Bayangkan saja untuk mencapai satu persen itu bagaimana usaha yang harus kita lakukan"

Jakarta (ANTARA News) - Kementerian Riset, Teknologi dan Pendidikan Tinggi mengakui bahwa tertinggalnya riset Indonesia dibanding negara-negara lain, bahkan dari Malaysia dan Vietnam, salah satunya karena rendahnya dana penelitian.

Hal ini disampaikan Direktur Jenderal Penguatan Riset dan Pengembangan Kemristekdikti Muhammad Dimyati kepada Antara usia sebuah acara diskusi di Jakarta, Senin.

Kata dia, rasio belanja litbang nasional (GERD) terhadap PDB Indonesia hanya 0,09 persen dari PDB, yang idealnya sebesar 1 persen.

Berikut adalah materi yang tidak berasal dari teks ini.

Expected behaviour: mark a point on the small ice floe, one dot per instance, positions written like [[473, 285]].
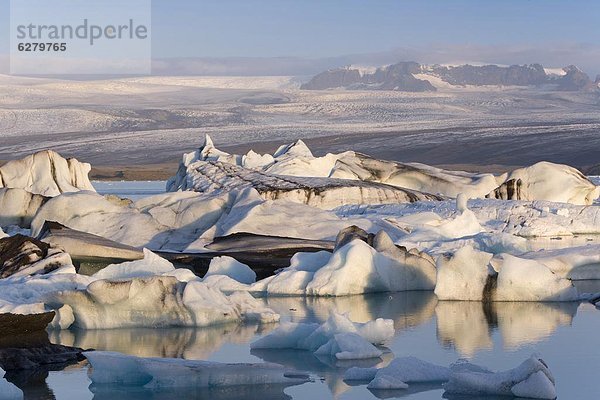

"Bayangkan saja untuk mencapai satu persen itu bagaimana usaha yang harus kita lakukan," ujar Dimyati.

Sebagai perbandingan, GERD Malaysia pada tahun 2012 mencapai satu persen dan Singapura 2,1 persen.

Untuk mengejar ketertinggalan tersebut, mau tidak mau para peneliti Indonesia harus menjalin kerja sama dengan pihak swasta dan lembaga-lembaga luar negeri.

Pemerintah sendiri, melalui Kemristekdikti, telah melakukan kerja sama anggaran riset dengan Bank Dunia, dimulai pada tahun 2015. Selain itu ada intitusi internasional lain yang menyatakan siap mendukung dana penelitian di Indonesia.

"Dukungan-dukungan ini sangat positif, bukan hanya dengan swasta tetapi juga lembaga luar negeri," tutur Dimyati tanpa mau memberi tahu nama institusi tersebut.

Namun, meminta dukungan swasta untuk mendanai penelitian bukan risiko. Ketua Akademi Ilmu Pengetahuan Indonesia Sangkot Marzuki menyatakan hal tersebut bagai "buah simalakama".

Selain tidak mudah, kecuali risetnya berkelas internasional, peneliti yang mendapat dana tersebut hanya akan menjadi peserta, bukan pemimpin proyek.

"Itulah mengapa dukungan pemerintah penting, agar peneliti bisa bekerja lebih tinggi, tidak hanya ikut-ikutan," ujar Sangkot.